XXXV- For Louis

1.1K 155 237
                                    

İthaf: stanoflarry

Louis'nin de dâhil olduğu Pamir ve askerlerinin yola koyulmuş olan kervanı, gece vakti dinlenmek üzere ormanın içinde konaklamıştı. Louis'nin bağlı ellerine, kafesin parmakları arasından bir tas su ve kuru ekmek verilmişti.

Gecenin karanlığında yakılmış meşaleler altında, kafesin ucuna bağdaş kurarak, iki eliyle tuttuğu ekmeği yemek üzere oturmuştu. O sıra lokmasını yutup ekmeği ağzına götürecekken, duyduklarıyla donup kalmıştı.

"Harry mi?" demişti askerlerden biri. "Onu mu istiyorsun?"

"Evet," diye fısıldamıştı, Harry'yi tutup yere atan asker. "Onu kendim için istiyorum."

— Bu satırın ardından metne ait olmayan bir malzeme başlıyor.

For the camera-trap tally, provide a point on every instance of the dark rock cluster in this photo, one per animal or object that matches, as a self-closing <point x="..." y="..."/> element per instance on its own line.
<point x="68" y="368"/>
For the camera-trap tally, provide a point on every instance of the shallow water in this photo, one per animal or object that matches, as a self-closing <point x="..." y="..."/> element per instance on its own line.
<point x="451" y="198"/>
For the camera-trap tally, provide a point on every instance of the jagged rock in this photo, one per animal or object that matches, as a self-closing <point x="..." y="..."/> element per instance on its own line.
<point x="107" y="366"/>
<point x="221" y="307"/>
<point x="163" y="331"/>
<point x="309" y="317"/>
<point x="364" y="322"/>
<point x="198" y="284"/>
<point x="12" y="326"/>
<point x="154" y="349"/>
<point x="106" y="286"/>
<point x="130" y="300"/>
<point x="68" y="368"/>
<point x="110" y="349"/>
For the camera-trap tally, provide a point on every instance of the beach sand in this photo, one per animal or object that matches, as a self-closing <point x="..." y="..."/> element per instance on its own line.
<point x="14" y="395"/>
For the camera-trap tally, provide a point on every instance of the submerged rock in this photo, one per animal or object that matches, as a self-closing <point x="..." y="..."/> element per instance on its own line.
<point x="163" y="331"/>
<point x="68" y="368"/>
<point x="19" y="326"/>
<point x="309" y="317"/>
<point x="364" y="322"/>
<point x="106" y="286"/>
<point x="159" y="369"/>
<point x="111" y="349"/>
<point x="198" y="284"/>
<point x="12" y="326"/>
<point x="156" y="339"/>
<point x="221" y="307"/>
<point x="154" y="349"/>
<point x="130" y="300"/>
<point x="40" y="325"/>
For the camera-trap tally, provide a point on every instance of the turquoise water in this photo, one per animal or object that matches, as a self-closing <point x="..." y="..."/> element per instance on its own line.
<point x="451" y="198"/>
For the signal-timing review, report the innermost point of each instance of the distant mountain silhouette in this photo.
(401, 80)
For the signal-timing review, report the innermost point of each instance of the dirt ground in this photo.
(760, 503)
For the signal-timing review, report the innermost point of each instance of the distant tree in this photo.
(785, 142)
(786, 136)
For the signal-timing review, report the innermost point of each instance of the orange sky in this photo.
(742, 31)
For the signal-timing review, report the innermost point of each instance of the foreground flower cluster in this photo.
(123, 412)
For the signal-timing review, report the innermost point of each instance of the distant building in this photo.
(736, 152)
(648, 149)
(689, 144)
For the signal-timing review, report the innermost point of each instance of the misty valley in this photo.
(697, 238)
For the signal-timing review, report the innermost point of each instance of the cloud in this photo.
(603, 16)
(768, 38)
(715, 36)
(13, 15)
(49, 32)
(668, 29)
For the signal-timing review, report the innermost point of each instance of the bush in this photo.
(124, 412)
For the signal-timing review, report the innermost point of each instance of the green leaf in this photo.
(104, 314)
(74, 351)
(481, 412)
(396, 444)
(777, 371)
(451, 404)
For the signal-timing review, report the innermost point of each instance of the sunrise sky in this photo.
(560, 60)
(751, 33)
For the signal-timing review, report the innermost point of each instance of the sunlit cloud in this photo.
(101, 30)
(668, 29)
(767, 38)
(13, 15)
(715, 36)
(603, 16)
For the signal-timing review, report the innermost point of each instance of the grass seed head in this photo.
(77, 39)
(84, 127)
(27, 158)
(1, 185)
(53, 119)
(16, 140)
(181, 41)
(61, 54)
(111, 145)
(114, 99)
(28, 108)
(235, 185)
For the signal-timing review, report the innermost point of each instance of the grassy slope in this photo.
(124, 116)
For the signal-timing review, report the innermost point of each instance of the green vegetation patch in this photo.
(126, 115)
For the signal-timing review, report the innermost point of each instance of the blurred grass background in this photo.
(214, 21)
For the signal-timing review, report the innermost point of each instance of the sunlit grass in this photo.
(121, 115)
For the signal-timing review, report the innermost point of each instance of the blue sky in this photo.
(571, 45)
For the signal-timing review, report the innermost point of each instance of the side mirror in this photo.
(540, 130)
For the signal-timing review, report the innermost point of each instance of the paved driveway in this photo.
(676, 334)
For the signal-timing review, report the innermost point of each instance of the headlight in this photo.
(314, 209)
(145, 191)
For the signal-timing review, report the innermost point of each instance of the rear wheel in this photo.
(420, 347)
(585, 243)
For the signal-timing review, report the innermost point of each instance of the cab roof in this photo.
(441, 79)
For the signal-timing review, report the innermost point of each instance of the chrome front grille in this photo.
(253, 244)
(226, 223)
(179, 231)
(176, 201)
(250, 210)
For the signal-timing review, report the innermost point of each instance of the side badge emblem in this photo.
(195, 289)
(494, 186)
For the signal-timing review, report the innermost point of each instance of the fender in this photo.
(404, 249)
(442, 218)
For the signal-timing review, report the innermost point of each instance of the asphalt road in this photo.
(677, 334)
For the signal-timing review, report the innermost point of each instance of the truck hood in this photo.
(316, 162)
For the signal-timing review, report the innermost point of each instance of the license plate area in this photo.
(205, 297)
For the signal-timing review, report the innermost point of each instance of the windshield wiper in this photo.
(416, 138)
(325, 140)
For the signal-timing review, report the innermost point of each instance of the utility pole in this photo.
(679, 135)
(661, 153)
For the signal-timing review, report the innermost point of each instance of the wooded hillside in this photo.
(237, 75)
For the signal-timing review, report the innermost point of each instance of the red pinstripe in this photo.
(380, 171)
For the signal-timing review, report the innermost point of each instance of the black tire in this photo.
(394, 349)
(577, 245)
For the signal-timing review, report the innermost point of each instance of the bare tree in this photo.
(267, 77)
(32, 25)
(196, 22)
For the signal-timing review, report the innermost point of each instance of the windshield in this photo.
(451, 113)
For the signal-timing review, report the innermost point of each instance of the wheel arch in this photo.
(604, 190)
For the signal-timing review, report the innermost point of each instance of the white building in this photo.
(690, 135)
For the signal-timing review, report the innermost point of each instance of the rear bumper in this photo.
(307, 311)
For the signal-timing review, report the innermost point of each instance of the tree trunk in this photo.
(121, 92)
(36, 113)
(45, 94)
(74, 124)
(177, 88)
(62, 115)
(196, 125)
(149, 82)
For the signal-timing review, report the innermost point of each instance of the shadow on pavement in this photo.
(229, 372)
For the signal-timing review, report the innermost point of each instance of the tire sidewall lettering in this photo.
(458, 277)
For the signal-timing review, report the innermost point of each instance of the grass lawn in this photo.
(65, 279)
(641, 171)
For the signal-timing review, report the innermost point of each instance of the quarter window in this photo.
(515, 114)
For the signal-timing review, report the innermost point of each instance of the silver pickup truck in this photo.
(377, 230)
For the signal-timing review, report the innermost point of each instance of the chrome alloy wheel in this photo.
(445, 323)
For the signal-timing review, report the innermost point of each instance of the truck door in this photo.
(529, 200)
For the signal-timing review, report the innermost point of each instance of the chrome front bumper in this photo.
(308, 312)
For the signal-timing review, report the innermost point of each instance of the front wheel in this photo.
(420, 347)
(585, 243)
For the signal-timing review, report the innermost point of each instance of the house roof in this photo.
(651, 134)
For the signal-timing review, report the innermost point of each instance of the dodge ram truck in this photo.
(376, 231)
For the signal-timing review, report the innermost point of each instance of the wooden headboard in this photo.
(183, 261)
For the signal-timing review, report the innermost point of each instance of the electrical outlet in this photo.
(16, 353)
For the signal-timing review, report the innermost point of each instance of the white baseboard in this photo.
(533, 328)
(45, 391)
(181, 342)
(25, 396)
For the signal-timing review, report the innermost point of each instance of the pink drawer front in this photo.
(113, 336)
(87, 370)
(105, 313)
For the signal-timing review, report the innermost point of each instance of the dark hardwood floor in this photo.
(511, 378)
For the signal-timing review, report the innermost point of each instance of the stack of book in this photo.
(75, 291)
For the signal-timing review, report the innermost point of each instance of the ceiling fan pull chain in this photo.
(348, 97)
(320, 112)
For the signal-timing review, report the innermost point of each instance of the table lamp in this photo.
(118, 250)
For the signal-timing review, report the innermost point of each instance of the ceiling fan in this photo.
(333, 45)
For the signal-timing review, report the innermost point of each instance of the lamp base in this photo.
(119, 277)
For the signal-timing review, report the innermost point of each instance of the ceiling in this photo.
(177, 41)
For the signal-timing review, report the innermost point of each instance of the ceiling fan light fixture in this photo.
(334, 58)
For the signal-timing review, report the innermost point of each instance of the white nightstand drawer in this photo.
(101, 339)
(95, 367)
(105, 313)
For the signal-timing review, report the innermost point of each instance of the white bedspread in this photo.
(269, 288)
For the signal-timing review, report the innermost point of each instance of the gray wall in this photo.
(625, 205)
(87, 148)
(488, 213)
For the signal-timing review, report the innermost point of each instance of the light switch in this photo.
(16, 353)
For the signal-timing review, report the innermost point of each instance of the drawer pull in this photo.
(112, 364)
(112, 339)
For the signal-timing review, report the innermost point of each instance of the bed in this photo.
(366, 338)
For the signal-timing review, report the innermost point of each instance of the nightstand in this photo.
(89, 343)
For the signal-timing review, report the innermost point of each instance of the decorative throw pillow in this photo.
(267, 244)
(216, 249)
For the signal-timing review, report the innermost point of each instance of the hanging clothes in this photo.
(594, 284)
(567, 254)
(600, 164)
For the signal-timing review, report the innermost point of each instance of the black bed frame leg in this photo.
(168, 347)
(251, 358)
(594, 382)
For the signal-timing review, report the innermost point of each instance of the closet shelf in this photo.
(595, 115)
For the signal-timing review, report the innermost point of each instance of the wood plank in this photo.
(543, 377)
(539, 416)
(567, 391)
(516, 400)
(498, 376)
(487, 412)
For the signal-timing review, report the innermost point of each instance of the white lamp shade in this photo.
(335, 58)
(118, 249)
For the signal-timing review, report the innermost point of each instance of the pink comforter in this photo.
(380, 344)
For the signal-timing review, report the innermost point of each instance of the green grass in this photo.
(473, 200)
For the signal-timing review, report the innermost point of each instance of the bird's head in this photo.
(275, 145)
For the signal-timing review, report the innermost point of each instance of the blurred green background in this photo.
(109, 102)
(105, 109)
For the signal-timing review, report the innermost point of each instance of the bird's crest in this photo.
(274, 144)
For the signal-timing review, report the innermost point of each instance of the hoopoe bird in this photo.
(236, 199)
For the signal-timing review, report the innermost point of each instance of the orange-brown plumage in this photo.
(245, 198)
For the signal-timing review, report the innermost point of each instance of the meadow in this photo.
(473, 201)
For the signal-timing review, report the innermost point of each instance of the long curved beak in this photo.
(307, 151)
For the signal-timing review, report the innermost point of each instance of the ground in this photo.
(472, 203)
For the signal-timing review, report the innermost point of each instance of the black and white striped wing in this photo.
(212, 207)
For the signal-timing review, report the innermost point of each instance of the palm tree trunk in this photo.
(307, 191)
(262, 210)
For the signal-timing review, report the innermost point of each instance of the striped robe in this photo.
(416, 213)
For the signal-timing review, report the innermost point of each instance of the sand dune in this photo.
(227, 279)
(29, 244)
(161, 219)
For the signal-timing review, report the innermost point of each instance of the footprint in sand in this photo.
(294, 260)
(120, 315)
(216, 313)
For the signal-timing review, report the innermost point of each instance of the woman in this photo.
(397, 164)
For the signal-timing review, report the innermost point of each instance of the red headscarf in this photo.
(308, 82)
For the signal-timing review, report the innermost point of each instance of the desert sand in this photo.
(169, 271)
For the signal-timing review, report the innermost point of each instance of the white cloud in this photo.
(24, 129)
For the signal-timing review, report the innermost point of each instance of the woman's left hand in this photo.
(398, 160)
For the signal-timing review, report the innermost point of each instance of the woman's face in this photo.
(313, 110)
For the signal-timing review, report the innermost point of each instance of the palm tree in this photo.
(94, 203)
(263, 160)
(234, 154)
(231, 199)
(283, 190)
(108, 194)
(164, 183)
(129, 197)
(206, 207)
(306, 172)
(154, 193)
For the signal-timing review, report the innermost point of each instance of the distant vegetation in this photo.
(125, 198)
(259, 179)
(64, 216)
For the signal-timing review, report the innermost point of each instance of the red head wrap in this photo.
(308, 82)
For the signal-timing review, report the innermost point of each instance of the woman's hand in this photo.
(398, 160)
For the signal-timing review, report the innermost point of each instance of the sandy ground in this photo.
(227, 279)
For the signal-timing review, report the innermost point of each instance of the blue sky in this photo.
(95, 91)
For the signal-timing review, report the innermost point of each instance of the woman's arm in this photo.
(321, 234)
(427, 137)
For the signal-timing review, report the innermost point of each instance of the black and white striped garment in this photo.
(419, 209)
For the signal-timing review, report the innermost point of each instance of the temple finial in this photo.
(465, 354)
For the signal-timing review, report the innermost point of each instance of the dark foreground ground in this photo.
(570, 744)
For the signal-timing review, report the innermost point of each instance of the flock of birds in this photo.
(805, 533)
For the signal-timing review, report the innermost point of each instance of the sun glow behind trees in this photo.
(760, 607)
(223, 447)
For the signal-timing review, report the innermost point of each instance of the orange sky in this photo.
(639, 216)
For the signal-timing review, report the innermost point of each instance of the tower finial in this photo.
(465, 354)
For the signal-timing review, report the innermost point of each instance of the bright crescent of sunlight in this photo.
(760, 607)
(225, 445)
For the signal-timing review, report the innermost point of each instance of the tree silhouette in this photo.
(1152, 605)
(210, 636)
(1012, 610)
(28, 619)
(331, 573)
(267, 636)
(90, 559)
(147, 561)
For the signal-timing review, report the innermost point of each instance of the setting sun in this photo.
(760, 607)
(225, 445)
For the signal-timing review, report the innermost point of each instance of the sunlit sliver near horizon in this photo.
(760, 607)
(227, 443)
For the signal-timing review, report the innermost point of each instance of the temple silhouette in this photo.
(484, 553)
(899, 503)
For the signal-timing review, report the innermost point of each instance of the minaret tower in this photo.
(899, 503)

"Nasıl olacak bu? İmparatorun eşi sana mı bakar!" diye dalga geçmişti arkadaşı.

"Bakmasına gerek yok," diye sırıtmıştı. "Artık İmparator diye bir şey mi kaldı? Seferden birkaç gün sonra Segedin'e döneceğim. Harry'yi zorla da olsa alacağım. Öyle güzeldi ki... Tanrım, günlerdir aklımdan onu çıkaramıyorum."

Askerler Latince konuşmuşlardı. Ancak bilmiyorlardı ki, Latince konuşan Harry'nin eşi Louis, zaten bu dili biliyordu.

İki gün geçmişti.

Louis pelerinine sarılmış, kafes içinde hâlâ uzaklara götürülüyordu. Taşlara takılıp sarsılan, rüzgâr geçiren kafes yüzünden çok rahatsızdı ama bunu hiçbir zaman dile getirmedi. Yüzü öyle ifadesizdi ki, ne düşündüğü anlaşılmadığı gibi konuşmaya da cürret etmiyordu.

Pamir bunu fark ettiğinde her ne kadar Louis'yi kışkırtarak onun konuşmasını, sinirlenmesini, laf dalaşına girmesini istese de Louis öylece ona bakmış, hatta alay edercesine sırıtarak başını çevirmişti. Pamir bundan nefret etmiş ve asıl öfkelenen kendisi olmuştu, böylece tekrar atına binmişti.

Suçluların konduğu zindana getirildiğinde, kafesten indirilip, bileklerine bağlı uzun iple çekiştirildi. Ne vardı ki, yüzünden hâlâ bir şey okumak güçtü. Ne hissediyordu? Eşini arkada bırakmıştı, belki de idam edilecekti, bunlardan korku duymuyor muydu? İşte onu Kara Zindanı'na götürenler ancak bunları düşünüyor ama sorularına bir cevap bulamıyorlardı.

Bir yeraltı merdivenine doğru indiler. Sıra sıra dizilmiş demir parmaklı kafeslerden birinin kapısı açıktı. Louis adımlarını içeriye atıp, demir parmaklı küçük pencereye çevirdi gözlerini. Bilekleri hâlâ çözülmemişti, öylece çözülmesi için bekliyordu.

Pamir, Prens Harry'yi yere fırlatan askerine bir baş hareketiyle emir verdi. En güçlü askeri oydu, her işi ona koşardı. Asker de bu bakışı anlayarak kafese girdi, Louis'nin önüne geçerek bileklerini çözmeye başladı.

Louis'nin çenesi gergindi. Gözlerini yavaşça pencereden alıp önündeki askere çevirdi. Mavi gözleri, koyu sığ kirpikleri arasında ifadesizlik barındırıyordu. Ama bu, Harry'nin görmeye bayıldığı bakışlar değildi. Bu kez insanı huzursuz hissettiren cinste bir bakıştı.

Asker gözlerini ona çıkarıp, alaylı ve ufacık bir sırıtışla işine döndü. Louis'nin de dudağının köşesi keyifle kıvrılmıştı. Sırtı, arkasındaki Pamir ve diğer askere dönük olduğundan onlar görememişti ama önündeki asker bunu gördüğünden rahatsızca kaşlarını çattı.

"Anlaşılan-" dedi Louis. "- vaziyetim hoşuna gitti."

Asker sustu. Nihayet Louis'nin bileklerini çözdüğünde, yanından ayrılacağı sırada Louis dirseğini onun boğazına öyle bir geçirdi ki, asker gırtlağından yayılan hırıltılarla pencere dibine devriliverdi. Parmaklığın ardındaki asker içeri girmek istediğinde, Pamir bir bakışla onu durdurdu ve keyifle onlara döndü.